Original Investigation
Dialysis
Initial and Extended Use of Femoral Versus Nonfemoral Double-Lumen Vascular Catheters and Catheter-Related Infection During Continuous Renal Replacement Therapy

https://doi.org/10.1053/j.ajkd.2014.04.022Get rights and content

Background

The risk of catheter-related infection or bacteremia, with initial and extended use of femoral versus nonfemoral sites for double-lumen vascular catheters (DLVCs) during continuous renal replacement therapy (CRRT), is unclear.

Study Design

Retrospective observational cohort study.

Setting & Participants

Critically ill patients on CRRT in a combined intensive care unit of a tertiary institution.

Factor

Femoral versus nonfemoral venous DLVC placement.

Outcomes

Catheter-related colonization (CRCOL) and bloodstream infection (CRBSI).

Measurements

CRCOL/CRBSI rates expressed per 1,000 catheter-days.

Results

We studied 458 patients (median age, 65 years; 60% males) and 647 DLVCs. Of 405 single-site only DLVC users, 82% versus 18% received exclusively 419 femoral versus 82 jugular or subclavian DLVCs, respectively. The corresponding DLVC indwelling duration was 6 ± 4 versus 7 ± 5 days (P = 0.03). Corresponding CRCOL and CRBSI rates (per 1,000 catheter-days) were 9.7 versus 8.8 events (P = 0.8) and 1.2 versus 3.5 events (P = 0.3), respectively. Overall, 96 patients with extended CRRT received femoral-site insertion first with subsequent site change, including 53 femoral guidewire exchanges, 53 new femoral venipunctures, and 47 new jugular/subclavian sites. CRCOL and CRBSI rates were similar for all such approaches (P = 0.7 and P = 0.9, respectively). On multivariate analysis, CRCOL risk was higher in patients older than 65 years and weighing >90 kg (ORs of 2.1 and 2.2, respectively; P < 0.05). This association between higher weight and greater CRCOL risk was significant for femoral DLVCs, but not for nonfemoral sites. Other covariates, including initial or specific DLVC site, guidewire exchange versus new venipuncture, and primary versus secondary DLVC placement, did not significantly affect CRCOL rates.

Limitations

Nonrandomized retrospective design and single-center evaluation.

Conclusions

CRCOL and CRBSI rates in patients on CRRT are low and not influenced significantly by initial or serial femoral catheterizations with guidewire exchange or new venipuncture. CRCOL risk is higher in older and heavier patients, the latter especially so with femoral sites.

Section snippets

Study Design and Setting

We performed a single-center observational study of critically ill patients in a combined medical, surgical, and cardiothoracic ICU in a tertiary institution from December 2005 through June 2011. The Human Research Ethics Committee approved the study (H2011/04482) and waived the need for informed consent because it involved no intervention and data were de-identified and made anonymous.

Participants

All patients older than 16 years who underwent femoral and/or nonfemoral venous DLVC placement were included.

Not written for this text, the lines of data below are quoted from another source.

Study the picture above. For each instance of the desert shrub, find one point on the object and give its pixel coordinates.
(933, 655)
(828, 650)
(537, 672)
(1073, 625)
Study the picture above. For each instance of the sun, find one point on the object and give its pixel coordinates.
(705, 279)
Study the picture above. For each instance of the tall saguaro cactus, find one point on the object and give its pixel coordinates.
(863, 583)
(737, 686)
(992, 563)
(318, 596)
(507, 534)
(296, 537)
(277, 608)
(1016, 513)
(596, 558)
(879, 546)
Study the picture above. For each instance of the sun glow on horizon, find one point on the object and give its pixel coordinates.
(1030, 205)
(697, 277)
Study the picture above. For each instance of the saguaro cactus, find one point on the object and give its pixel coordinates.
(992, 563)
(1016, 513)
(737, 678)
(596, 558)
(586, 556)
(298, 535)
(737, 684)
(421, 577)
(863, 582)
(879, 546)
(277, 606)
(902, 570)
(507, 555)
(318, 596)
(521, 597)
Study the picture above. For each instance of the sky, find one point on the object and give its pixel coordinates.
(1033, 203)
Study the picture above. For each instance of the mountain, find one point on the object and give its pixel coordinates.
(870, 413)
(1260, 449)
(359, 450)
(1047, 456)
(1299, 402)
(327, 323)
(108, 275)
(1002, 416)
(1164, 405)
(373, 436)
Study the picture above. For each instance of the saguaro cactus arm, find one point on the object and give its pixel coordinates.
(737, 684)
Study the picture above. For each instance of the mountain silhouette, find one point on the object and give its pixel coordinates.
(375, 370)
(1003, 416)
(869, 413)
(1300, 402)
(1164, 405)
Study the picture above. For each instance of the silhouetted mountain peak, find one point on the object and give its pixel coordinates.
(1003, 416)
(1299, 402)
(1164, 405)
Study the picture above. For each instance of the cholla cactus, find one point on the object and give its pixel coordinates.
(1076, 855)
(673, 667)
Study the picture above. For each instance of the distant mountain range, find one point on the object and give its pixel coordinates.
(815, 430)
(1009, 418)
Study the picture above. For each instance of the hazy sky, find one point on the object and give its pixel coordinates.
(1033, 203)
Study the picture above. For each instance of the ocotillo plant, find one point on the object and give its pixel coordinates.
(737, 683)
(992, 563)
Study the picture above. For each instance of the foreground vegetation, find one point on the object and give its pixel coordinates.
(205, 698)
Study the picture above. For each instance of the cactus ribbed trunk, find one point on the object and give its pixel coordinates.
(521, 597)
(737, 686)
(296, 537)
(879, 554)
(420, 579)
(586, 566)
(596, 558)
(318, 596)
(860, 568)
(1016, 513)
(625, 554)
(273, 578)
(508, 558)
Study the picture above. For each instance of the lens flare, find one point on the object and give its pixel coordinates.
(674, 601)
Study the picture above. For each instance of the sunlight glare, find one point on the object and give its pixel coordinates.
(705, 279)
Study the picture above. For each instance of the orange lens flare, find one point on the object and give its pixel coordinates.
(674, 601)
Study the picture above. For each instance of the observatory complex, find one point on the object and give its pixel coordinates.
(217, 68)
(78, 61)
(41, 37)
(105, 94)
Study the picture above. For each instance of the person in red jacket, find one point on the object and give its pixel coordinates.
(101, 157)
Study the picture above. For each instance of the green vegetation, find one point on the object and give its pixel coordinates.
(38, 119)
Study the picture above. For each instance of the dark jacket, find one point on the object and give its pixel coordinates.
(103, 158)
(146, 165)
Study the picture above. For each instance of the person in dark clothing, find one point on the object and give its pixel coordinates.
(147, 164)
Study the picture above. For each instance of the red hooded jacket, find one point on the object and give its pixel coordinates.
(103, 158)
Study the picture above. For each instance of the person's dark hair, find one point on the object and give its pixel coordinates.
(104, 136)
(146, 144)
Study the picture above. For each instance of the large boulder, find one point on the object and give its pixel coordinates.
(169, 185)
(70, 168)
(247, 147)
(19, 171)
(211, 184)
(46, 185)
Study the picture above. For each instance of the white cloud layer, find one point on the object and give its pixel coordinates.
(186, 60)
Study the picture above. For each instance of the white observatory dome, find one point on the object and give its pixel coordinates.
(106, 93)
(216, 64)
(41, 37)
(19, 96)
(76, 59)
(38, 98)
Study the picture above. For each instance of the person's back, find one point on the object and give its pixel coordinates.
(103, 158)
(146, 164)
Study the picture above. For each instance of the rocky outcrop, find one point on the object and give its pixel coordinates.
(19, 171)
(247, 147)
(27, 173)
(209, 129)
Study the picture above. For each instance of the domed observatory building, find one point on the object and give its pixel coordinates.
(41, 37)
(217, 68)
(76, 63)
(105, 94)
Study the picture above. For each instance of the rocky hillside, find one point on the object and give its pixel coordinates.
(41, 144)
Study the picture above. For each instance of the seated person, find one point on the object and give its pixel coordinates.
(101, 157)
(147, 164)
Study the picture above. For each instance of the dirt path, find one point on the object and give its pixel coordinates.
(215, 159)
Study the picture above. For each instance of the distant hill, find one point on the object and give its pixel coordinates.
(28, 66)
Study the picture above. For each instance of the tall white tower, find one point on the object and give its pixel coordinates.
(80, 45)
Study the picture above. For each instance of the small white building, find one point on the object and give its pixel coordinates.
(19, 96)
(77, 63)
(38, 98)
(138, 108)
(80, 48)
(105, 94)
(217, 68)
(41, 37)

Participants and Descriptive Data

We studied 458 patients and 647 DLVCs (Fig 1). Median age and weight for all patients were 65 (interquartile range [IQR], 52-74) years and 75 (IQR, 65-90) kg, respectively. Median CRRT duration was 73 (IQR, 31-154) hours (Table 1). Of 501 femoral and 146 nonfemoral DLVCs, 227 (45%) and 67 (46%) had tip cultures performed, respectively (P = 0.9). A total of 108 of 647 (17%) DLVCs were removed after ICU discharge, within 2 (IQR, 1-4) days of ward transfer. Forty percent of these 108 catheters

Discussion

We demonstrated similar CRCOL and CRBSI rates in critically ill patients on CRRT regardless of initial DLVC site approach, specifically femoral versus nonfemoral sites. Consecutive femoral DLVC placement (guidewire exchange or new venipuncture) for extended CRRT did not significantly increase infection risk compared with change to nonfemoral sites. Secondary versus primary DLVC placement was associated with higher CRBSI risk, an effect likely dependent on longer ICU stay. Older and heavier

Acknowledgements

Support: None.

Financial Disclosure: The authors declare that they have no relevant financial interests.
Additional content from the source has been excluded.